Americold is looking to improve planning accuracy for appointments and labor needs at site centers by leveraging historical operational data and developing predictive planning and forecasting tools.
Requirements
Knowledge of Object-Oriented Programming Concepts, Data Structures, Data Mining, Machine Learning and AI
A strong understanding of programming languages extensively used in Data Science applications (e.g. Python, R, Scala, Java, etc.)
Modeling, scripting, and data wrangling (Pandas, Scikit-learn, etc.)
SQL proficiency in querying complex datasets.
Machine learning and statistics exposure, familiarity with time series forecasting, classification models, and regression analysis.
Cloud architecture coursework with AWS
Exposure to Apache Airflow or other workflow orchestration tools.
Responsibilities
Collaborate with data engineering and business teams to collect and understand requirements for predictive planning and forecasting tools.

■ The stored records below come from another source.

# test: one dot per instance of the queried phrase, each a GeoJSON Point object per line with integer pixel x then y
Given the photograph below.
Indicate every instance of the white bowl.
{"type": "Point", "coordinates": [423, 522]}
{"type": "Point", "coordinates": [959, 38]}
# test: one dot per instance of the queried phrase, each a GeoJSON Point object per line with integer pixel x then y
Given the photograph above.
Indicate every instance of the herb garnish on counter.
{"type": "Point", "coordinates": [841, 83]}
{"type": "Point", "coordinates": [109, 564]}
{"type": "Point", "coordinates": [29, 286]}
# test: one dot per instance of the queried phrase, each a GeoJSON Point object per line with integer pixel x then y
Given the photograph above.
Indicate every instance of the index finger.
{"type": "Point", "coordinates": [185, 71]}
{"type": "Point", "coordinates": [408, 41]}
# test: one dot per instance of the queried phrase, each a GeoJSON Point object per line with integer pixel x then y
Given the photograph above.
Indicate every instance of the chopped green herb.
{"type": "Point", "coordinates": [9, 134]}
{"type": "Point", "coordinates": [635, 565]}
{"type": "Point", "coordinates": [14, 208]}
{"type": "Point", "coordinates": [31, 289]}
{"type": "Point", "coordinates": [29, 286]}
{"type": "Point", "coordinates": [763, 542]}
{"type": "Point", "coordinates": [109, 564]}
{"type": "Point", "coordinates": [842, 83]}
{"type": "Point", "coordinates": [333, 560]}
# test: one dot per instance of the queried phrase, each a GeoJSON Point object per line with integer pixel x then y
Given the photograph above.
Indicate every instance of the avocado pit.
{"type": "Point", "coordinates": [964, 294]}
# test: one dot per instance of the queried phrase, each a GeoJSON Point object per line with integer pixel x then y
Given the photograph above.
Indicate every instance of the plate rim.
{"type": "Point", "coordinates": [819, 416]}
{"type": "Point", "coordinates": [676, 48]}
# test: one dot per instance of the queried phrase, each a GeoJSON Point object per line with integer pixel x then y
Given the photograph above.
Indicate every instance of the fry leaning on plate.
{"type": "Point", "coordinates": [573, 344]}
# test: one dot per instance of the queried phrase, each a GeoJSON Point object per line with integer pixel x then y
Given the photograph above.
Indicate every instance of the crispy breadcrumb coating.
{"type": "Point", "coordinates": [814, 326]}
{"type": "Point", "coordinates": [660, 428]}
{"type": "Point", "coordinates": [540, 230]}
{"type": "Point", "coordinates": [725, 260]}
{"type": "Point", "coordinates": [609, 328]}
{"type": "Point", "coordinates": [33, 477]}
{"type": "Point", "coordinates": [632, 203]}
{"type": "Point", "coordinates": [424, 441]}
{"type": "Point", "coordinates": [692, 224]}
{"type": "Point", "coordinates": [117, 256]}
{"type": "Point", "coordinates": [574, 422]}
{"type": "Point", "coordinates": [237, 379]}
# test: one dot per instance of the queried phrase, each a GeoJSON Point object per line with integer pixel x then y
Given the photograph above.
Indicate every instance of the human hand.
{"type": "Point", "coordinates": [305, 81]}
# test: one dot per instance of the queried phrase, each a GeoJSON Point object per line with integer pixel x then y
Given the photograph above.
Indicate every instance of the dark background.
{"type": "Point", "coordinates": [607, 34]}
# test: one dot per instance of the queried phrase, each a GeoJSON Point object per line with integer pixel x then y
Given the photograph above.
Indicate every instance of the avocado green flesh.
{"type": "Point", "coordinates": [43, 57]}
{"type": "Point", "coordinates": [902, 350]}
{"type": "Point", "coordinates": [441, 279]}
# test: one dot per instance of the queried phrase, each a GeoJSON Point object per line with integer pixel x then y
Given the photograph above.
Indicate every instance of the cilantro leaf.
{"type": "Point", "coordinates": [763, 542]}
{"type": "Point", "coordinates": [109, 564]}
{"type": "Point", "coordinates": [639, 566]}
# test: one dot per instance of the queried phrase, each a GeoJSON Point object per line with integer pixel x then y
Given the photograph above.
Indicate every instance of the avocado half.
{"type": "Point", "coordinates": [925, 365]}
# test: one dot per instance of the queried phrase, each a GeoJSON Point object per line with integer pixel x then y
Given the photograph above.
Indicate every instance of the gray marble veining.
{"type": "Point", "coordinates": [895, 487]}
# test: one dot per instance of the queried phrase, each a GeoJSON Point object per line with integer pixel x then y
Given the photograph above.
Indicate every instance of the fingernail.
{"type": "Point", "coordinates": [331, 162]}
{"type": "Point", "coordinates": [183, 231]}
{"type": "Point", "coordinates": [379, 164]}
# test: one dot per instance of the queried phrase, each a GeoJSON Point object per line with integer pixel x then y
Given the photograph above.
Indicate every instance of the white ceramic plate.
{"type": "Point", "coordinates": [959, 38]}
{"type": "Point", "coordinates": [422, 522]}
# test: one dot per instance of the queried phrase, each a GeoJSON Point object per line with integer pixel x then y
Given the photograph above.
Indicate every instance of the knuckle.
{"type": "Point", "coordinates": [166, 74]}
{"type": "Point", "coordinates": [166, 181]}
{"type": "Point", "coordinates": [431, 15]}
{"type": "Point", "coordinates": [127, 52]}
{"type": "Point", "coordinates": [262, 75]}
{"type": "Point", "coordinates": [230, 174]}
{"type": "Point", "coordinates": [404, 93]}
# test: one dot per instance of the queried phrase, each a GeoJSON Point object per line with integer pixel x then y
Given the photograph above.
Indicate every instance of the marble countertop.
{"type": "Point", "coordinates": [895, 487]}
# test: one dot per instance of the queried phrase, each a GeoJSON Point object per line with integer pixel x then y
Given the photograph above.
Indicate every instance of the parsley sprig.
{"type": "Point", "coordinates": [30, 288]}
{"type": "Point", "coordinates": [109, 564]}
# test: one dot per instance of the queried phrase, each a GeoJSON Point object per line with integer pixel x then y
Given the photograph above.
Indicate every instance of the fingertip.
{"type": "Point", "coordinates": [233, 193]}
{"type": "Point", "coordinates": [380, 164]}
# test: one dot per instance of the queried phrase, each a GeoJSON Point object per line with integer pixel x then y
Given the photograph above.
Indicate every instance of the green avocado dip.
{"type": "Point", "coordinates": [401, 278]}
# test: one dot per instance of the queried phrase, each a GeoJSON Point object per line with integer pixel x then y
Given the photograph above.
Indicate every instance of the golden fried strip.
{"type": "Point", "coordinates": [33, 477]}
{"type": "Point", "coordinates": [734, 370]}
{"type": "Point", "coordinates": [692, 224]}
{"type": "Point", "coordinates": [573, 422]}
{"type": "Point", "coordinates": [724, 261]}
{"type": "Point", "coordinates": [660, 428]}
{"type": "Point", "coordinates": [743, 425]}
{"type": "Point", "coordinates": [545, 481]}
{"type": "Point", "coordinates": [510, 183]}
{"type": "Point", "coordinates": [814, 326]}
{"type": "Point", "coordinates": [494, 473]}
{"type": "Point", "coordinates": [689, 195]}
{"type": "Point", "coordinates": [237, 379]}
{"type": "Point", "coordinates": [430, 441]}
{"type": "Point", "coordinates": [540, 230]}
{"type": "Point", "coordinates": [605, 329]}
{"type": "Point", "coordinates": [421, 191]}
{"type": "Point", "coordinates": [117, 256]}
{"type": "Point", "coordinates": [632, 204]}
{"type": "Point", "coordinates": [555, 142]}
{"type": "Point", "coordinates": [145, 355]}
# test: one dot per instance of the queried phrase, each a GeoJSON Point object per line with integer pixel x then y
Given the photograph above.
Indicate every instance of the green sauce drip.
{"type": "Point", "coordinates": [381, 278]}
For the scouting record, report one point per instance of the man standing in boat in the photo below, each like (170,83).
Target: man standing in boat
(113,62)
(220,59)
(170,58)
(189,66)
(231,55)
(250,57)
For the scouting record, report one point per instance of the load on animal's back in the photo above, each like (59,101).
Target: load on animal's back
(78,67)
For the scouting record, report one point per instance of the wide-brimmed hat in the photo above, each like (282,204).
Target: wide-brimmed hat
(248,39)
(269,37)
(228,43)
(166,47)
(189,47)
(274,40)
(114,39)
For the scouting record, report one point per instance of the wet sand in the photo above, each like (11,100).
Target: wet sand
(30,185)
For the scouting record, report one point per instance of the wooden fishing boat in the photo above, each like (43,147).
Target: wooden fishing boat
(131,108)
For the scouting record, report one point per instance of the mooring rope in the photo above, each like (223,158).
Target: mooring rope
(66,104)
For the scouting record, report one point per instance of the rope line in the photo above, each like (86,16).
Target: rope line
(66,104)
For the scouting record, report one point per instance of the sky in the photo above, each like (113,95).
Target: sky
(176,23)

Build a production-ready prototype that leverages historical operational data to improve planning accuracy for appointments and labor needs at site centers.
Extract and transform data from AWS Redshift and Oracle DB using SQL and Python-based tools (e.g. Pandas, AWS boto3, Glue).
Develop time series or classification/regression models for one or more business problems: appointment scheduling optimization and prediction, labor forecasting.
Design and implement data validation logic or anomaly detection algorithms across multi-source pipelines between on-prem and AWS.
Summarize findings into clear reports, dashboards, and/or Jupyter notebooks.
Present results with actionable recommendations to technical and operational stakeholders.
Other
Pursuing Bachelors or Masters of Science degree in Computer Science, Statistics, Engineering or equivalent
Effective analytical and problem-solving skills.
Excellent written and oral communication skills.
Demonstrated planning, task organizing and execution skills.